Webhosting2040 outage

Incident Report for InterServer

Postmortem

What happened: Specifically this is a standard cpanel webhosting server which does get backups outlined more at https://www.interserver.net/tips/kb/shared-hosting-and-backups/ - The basic backup set up includes weekly backups with a retention of 4 backups via jetbackup on most plans.

The system went read only Sunday the 9th around 9 PM EST requiring manual intervention. Sunday is also the weekly backup date, the system was in the process of backing up accounts which did not finish.

On inspection the system showed a raid error, showing data in cache not written and a drive failure. This system runs raid10, with a battery backup. The drive was swapped, the data written, and then the system attempted to boot showing an xfs error for the file system. This is where, a file system check was started. XFS repairs vary but with the amount of data can take a few hours to run. After about 2 hours, it was clear that it would be best to start a parallel restore from backups. A new server was built out, and prepped, to start the restore.
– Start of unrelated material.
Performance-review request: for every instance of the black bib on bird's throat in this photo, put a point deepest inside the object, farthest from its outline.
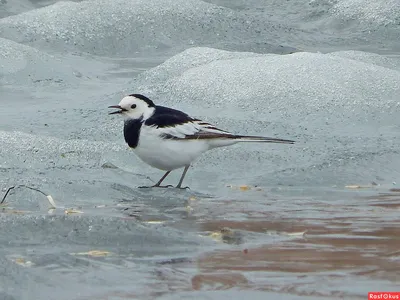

Backups for webhosting are designed to backup fast, being incremental. The first backup is slow, and then changes are backed up. This allows for low io intensive backups, however the downside is restores can take a while because all the files must copy over like that first slow backup, then restored. The restore process for all accounts was mostly complete after 24 hours.

During the process the priority is getting the majority of users back online as quickly as possible. I apologize about nodejs not initially being there. This was not enabled during the initial set up before the restore process was done, it is an extra in cloudlinux and was missed. Nodejs is minimally used and it was not until a request came for it, that it was added. Part of the issue is full server restores are so rare, it does not follow the normal set up of a server as we are focusing on data restores, and getting everything online first.

What may change in the future? This server, while not end of life, is no longer used in new builds. New builds are virtualized, have a backup of the zfs file system and allow snapshots and full server backups to remote systems. All new systems are set up this, way, but migrations take a significant amount of time. There are 8 of these systems left to restore still not virtualized, but not end of life. XFS was removed and the file system is ext4 on the virtualized system. Webhosting2040 now runs this set up. Ideally, in the future a system problem can: Roll back to a previous state with minimal loss of a few hours, and backup block by block to a remote file system. While block to block does not allow for easy single user restore, it does allow for a faster disaster recovery. Jetbackup remains for individual data.

Ideally I had hoped for a drive replacement, restart, rewrite the data from cache back, boot up and the system be back online. The second best option would be XFS repair finishing, with a few hours of downtime, with no corruption, a boot up and the system as is. Unfortunately it required a full server restore of available backups which was a fix of backups from the 9th, but only for some accounts that the backups had finished, those with daily backups beyond the standard plan, and lastly backups that had run but the week prior.

Posted Nov 12, 2025 - 14:11 EST

Resolved

Account recoveries have been completed. While there is some additional work to be done, and beginning new jetbackup backups the incident will be closed. Please contact support with any more specific questions or needed updates.
Posted Nov 12, 2025 - 14:10 EST

Monitoring

Most accounts have been restored. Staff are going through sites to ensure php compatability on their site as the system has been restored to the latest OS which has a newer default php version.
Posted Nov 11, 2025 - 14:51 EST

Update

The backup data has been fully copied over for all accounts allowing the remaining accounts to restore in parallel and faster. Exim will begin accepted the queued messages in 1 hour.

All accounts are expected to be restored over the next few hours.
Posted Nov 11, 2025 - 01:01 EST

Update

Restores continue to run. While many accounts are have restored there are still a number in progress. The restore includes

* copying the data over
* extracting some data like mysql
* restoring
* setting the original ip

However we expect the restore to pick up more speed in the coming hours.
Posted Nov 10, 2025 - 19:36 EST

Identified

The replacement server is online, with the ips moved and account restores have begun.

To prevent mail loss port 25 will be closed until most accounts are restored
Posted Nov 10, 2025 - 11:51 EST

Update

A parallel restore from the jetbackup backups is being prepped on a new server build as a restore from backups appears to be the quickest resolution.
Posted Nov 10, 2025 - 09:31 EST

Update

The webhosting2040 system raid lost a drive in a raid 10 system, and locked up and went read only when the drive failed. The reported drive has been replaced and a file system check is running on the system. This is a lengthy check and continues to run checking for any possible file corruption.
Posted Nov 10, 2025 - 05:17 EST

Investigating

We are investigating an outage on the webhosting2040 server, that appears hardware raid related.
Posted Nov 10, 2025 - 00:16 EST
This incident affected: Services (Webhosting).